第44章 第四十四章
白羽绫希朝毛利小五郎走去的脚步止于男人温柔的呼唤。
安室透看见她在听到男人的声音后,立刻扭头朝身边的人望去,男人什么都沒說,只是十分自然地伸手接過沉重的纯木质伞柄,小心翼翼地挡在她头顶,替她遮去毒辣的日光。
光透過红色伞面笼罩在白羽绫希的身上,将她白皙的皮肤与纯白的校服染上一薄薄的绯色。
白羽绫希与男人看了看彼此,默契地相视一笑。
安室透看得心裡不是滋味,可眼下他却什么都不能做,更沒有资格开口,只能看着這俩人相携朝自己的方向走来。
“這么热的天,辛苦毛利侦探跑一次了。”
白羽绫希的声音清脆,非但不会使人感到厌烦,甚至在這炎炎盛夏意外地能够使饱受酷暑煎熬的人平心静气。

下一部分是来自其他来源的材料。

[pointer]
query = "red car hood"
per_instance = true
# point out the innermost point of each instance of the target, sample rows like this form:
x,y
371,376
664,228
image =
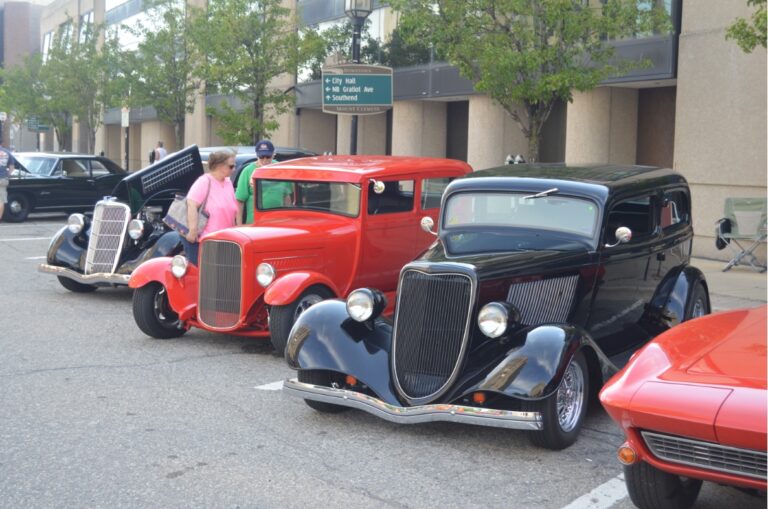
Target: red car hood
x,y
703,379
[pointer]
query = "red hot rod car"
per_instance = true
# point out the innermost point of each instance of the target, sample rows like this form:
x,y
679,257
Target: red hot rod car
x,y
693,407
341,222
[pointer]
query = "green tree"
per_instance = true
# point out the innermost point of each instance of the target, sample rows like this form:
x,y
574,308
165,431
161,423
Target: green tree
x,y
529,54
749,33
162,70
243,46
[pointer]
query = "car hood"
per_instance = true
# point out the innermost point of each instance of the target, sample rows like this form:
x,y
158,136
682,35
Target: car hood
x,y
174,174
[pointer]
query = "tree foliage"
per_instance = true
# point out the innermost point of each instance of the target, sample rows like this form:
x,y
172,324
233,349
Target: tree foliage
x,y
161,72
748,34
529,54
244,45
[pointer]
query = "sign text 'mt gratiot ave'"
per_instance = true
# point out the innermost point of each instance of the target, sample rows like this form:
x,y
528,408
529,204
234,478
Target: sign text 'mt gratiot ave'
x,y
357,89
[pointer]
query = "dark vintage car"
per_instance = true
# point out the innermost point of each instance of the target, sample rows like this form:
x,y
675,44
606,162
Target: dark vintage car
x,y
58,182
542,282
693,406
126,228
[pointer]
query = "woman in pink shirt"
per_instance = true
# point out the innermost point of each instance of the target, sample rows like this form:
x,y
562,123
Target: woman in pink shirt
x,y
220,203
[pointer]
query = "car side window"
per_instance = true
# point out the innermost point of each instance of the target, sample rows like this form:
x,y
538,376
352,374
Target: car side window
x,y
98,169
432,192
675,210
397,197
76,168
636,214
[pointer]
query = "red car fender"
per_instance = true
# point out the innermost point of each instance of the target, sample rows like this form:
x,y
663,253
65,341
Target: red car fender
x,y
182,293
286,289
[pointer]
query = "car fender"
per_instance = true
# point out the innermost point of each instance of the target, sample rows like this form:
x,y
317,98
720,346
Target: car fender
x,y
286,289
182,293
533,368
326,338
673,295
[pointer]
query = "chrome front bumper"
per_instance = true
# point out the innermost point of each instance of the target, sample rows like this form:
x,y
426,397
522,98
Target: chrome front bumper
x,y
417,414
90,279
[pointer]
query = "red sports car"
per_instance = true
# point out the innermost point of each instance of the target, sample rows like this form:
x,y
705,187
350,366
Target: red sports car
x,y
692,404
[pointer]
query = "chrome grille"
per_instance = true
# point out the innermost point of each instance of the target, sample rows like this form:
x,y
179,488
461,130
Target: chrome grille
x,y
544,300
431,331
719,458
108,227
219,284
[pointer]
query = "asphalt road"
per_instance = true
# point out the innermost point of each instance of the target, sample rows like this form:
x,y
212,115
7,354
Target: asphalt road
x,y
95,414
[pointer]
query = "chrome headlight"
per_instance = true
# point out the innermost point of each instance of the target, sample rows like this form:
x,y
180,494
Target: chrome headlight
x,y
179,265
76,223
265,274
493,319
136,229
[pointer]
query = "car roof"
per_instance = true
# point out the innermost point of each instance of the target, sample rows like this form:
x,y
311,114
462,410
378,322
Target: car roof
x,y
599,181
346,168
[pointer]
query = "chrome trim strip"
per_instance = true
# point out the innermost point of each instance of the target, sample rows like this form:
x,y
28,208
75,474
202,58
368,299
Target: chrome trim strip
x,y
417,414
707,455
90,279
467,271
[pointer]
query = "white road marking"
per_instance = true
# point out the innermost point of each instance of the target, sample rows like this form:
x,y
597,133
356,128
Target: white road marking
x,y
602,497
274,386
24,238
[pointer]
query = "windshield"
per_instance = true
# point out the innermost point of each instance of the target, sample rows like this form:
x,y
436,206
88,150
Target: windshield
x,y
37,165
551,212
335,197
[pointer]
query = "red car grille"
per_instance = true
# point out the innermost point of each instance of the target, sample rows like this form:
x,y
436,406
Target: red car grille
x,y
707,455
219,284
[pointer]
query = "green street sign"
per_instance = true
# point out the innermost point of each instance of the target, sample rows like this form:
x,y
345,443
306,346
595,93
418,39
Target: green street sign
x,y
355,89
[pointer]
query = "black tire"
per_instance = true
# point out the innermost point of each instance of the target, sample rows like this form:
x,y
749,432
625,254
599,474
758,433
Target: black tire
x,y
650,488
74,286
698,304
153,314
324,378
558,433
282,318
18,208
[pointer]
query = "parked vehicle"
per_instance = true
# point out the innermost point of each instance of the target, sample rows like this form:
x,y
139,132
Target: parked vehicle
x,y
324,225
58,182
692,404
126,228
544,278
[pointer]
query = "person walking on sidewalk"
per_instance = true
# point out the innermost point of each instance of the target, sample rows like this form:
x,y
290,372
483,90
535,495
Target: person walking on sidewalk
x,y
7,165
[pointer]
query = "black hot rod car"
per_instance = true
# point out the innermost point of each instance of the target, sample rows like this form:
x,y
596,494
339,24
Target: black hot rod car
x,y
126,228
543,281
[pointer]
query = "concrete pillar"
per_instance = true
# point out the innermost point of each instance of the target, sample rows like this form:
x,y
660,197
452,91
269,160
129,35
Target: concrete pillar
x,y
601,126
419,128
371,134
492,134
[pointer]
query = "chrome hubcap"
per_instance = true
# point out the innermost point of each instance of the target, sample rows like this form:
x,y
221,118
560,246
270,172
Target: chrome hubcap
x,y
305,303
570,397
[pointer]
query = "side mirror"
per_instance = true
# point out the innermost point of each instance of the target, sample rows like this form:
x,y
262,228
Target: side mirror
x,y
623,235
378,186
427,224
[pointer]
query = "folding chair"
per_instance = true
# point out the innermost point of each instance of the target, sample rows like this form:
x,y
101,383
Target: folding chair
x,y
743,228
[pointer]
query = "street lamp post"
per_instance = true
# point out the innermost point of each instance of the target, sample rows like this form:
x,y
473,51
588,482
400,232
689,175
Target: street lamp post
x,y
357,11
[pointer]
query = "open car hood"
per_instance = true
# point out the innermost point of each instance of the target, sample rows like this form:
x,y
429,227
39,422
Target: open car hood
x,y
160,181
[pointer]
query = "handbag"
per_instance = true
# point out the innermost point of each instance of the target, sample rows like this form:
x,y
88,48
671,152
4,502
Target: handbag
x,y
176,218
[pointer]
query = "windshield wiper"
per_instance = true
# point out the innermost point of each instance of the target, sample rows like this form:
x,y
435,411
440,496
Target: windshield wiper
x,y
541,194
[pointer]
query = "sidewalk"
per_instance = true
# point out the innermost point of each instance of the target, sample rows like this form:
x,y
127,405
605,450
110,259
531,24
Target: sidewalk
x,y
739,287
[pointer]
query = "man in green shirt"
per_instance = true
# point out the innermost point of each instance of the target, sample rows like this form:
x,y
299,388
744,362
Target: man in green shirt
x,y
244,191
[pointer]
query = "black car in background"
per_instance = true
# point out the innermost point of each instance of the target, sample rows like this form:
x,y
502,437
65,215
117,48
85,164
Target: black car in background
x,y
126,228
543,280
58,182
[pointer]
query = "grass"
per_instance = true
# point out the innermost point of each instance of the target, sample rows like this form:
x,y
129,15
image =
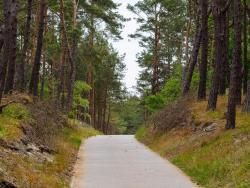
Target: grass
x,y
28,171
221,159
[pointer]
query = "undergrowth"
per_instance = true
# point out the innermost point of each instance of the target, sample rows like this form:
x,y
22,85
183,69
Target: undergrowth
x,y
217,159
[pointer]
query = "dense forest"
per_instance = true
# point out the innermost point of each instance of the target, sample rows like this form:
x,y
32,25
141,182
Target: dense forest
x,y
62,81
62,51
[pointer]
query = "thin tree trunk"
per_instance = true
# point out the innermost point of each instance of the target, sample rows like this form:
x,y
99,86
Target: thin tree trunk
x,y
193,61
9,85
245,60
246,104
220,42
43,78
20,77
6,46
33,88
72,74
186,66
235,75
90,75
155,62
204,51
224,53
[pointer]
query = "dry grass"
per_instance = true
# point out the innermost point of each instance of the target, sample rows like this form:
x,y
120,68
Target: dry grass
x,y
217,159
36,118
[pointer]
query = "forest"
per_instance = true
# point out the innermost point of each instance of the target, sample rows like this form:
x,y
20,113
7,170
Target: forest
x,y
62,51
195,53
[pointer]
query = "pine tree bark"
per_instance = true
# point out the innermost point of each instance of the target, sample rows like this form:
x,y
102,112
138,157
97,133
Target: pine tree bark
x,y
9,85
224,52
6,46
235,74
193,61
72,74
246,104
219,13
245,60
204,50
20,77
33,88
90,75
155,61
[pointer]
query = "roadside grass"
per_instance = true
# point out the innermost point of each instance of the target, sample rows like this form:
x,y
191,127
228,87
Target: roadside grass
x,y
29,171
220,159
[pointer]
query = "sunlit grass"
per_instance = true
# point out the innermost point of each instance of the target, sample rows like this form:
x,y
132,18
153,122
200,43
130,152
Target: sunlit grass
x,y
221,159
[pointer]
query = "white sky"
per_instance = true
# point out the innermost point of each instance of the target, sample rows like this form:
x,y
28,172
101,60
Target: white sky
x,y
128,46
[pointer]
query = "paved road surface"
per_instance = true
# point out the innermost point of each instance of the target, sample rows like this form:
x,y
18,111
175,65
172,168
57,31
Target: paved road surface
x,y
122,162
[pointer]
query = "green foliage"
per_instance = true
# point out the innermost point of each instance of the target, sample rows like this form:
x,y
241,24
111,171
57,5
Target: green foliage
x,y
16,111
127,115
80,104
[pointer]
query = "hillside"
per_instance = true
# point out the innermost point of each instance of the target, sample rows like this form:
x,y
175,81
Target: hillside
x,y
38,145
196,141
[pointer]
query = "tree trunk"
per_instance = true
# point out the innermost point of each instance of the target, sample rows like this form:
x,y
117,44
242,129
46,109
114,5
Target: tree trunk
x,y
20,77
246,104
235,75
245,60
33,88
6,46
90,75
193,61
155,61
72,74
224,53
204,50
9,85
186,66
43,77
220,42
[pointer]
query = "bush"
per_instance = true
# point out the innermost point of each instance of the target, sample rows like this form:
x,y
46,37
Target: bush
x,y
16,111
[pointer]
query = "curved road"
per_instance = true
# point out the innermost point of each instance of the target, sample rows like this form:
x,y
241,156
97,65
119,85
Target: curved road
x,y
122,162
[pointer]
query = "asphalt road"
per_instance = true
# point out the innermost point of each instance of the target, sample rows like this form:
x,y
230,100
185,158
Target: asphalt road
x,y
123,162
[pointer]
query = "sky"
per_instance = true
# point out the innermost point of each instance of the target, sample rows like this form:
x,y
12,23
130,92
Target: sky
x,y
128,46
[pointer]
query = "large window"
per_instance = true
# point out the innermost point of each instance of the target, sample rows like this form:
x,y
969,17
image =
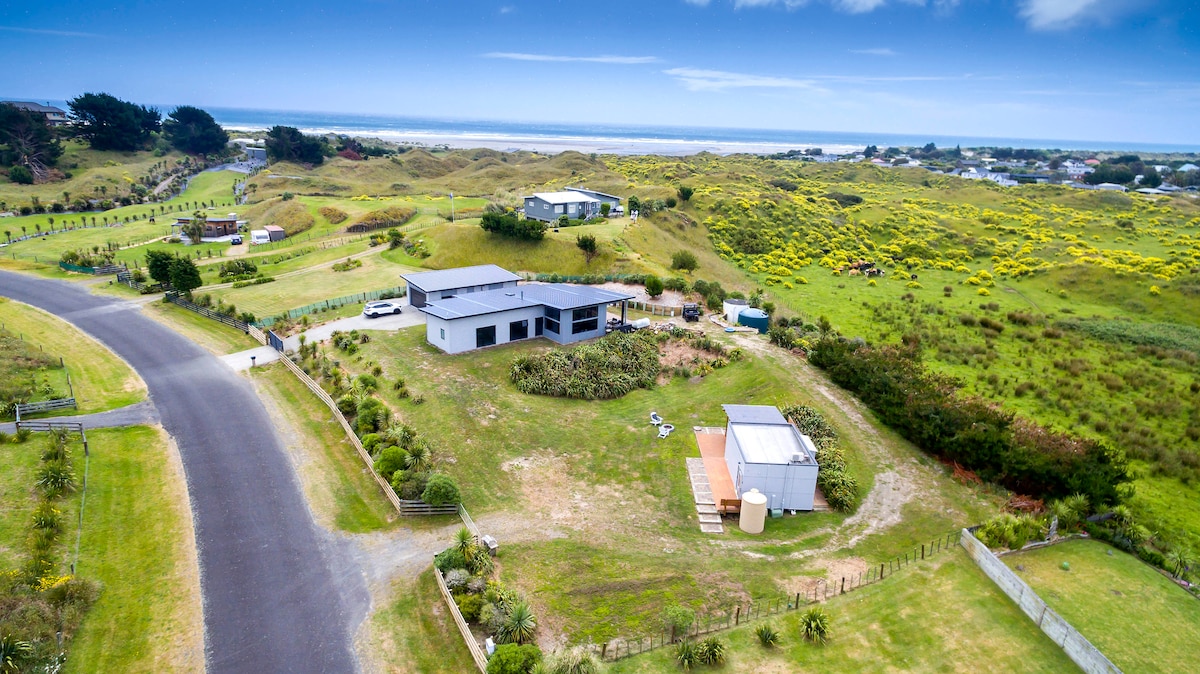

不耐暑热的毛利小五郎立刻敛起方才的倦怠,冲白羽绫希露出一個笑容:“那裡哪裡,你们才是。這么热的天還要顶着烈日拍外景,演员還真是不容易啊……”
他說着寒暄的话语,目光却是在白羽绫希和男人身上来回扫视了几次。
毛利小五郎目光中的好奇与打量太過明显,白羽绫希见状立刻微笑着向他介绍起自己身后的人。
“這位是夏油先生,是御花茶神社的负责人,這次我們能在這裡拍摄外景也是得到了這位夏油先生的允许与协助。”
毛利小五郎“哦”了一声,眼神中却還是存着不少怀疑。
一旁的安室透自然猜到毛利小五郎在怀疑什么。
白羽绫希介绍夏油杰时语气客气有礼,可他们两人举止间的亲密却是怎么藏都藏不住——不,那個男人甚至沒有刻意隐藏,甚至還大大方方地展露在他们的面前。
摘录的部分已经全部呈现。